Teens who have created idealized online personas may feel frustrated and depressed at the gap between who they pretend to be online and who they truly are.
“If you practice being a false self eight hours a day, it gets harder to accept the less-than-perfect being you really are,” says Dr. Wick, “and as we all know there’s no harsher judge of a kid than herself.”
Another, more prevalent problem, says Dr. Emanuele, is that for some teens their social feeds can become fuel for negative feelings they have about themselves. Kids struggling with self-doubt read into their friends’ images what they feel they are lacking.
“Kids view social media through the lens of their own lives,” says Dr. Emanuele. “If they’re struggling to stay on top of things or suffering from low self-esteem, they’re more likely to interpret images of peers having fun as confirmation that they’re doing badly compared to their friends.”
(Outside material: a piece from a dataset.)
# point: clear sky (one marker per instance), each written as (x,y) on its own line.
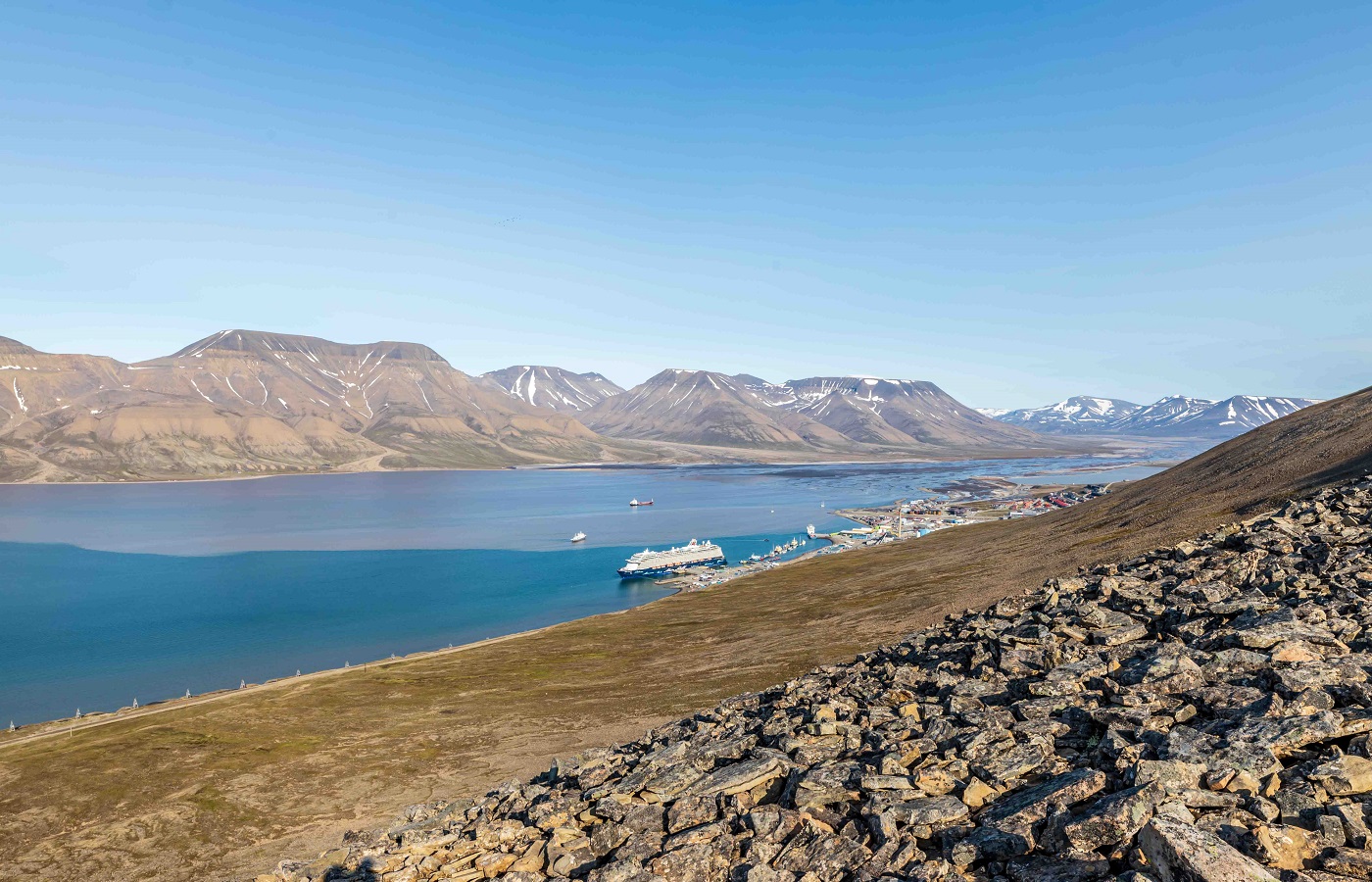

Sasha and her friend Jacob, 15, agree that constant exposure to social media has had an impact on how they view their peers and themselves. “It’s like you know it isn’t making you happy,” says Jacob of the pictures his friends post on Instagram. “But you still look.”
Even the knowledge that these images mask serious problems doesn’t seem to alleviate the pressure they cause.
“I knew a girl who had an eating disorder. We all knew it. It got so bad that she ended up going to a treatment center, but when she put pictures up of herself on the beach looking super-thin everyone liked them anyway,” says Sasha.
Logically, she says, she knew the pictures weren’t current and the girl was very ill, but that didn’t stop her from feeling a twinge of jealousy. “I remember thinking ‘I wish I looked like that’ and then being horrified at myself.”
Sasha also acknowledges the trouble of “liking” images that in this case provided dangerous validation. “It’s like we were saying, ‘Good job.’ ”
What can parents do to help kids build a safe and reasonable relationship with social media before they’re out on their own?
Dr. Wick says keeping teens from falling into the social media trap is more complicated than it sounds. “It’s not about taking the phone away or having a single conversation.” She says, “Parents need to be diligent about making sure kids are getting a dose of reality and need to model healthy behaviors.”
In the end, as a parent you want your child to be happy and successful. But making sure she knows you love her and you’re proud of her as she is—unfiltered, unedited, imperfect—will help her build confidence she needs to accept herself and stay safe and healthy when she’s out on her own.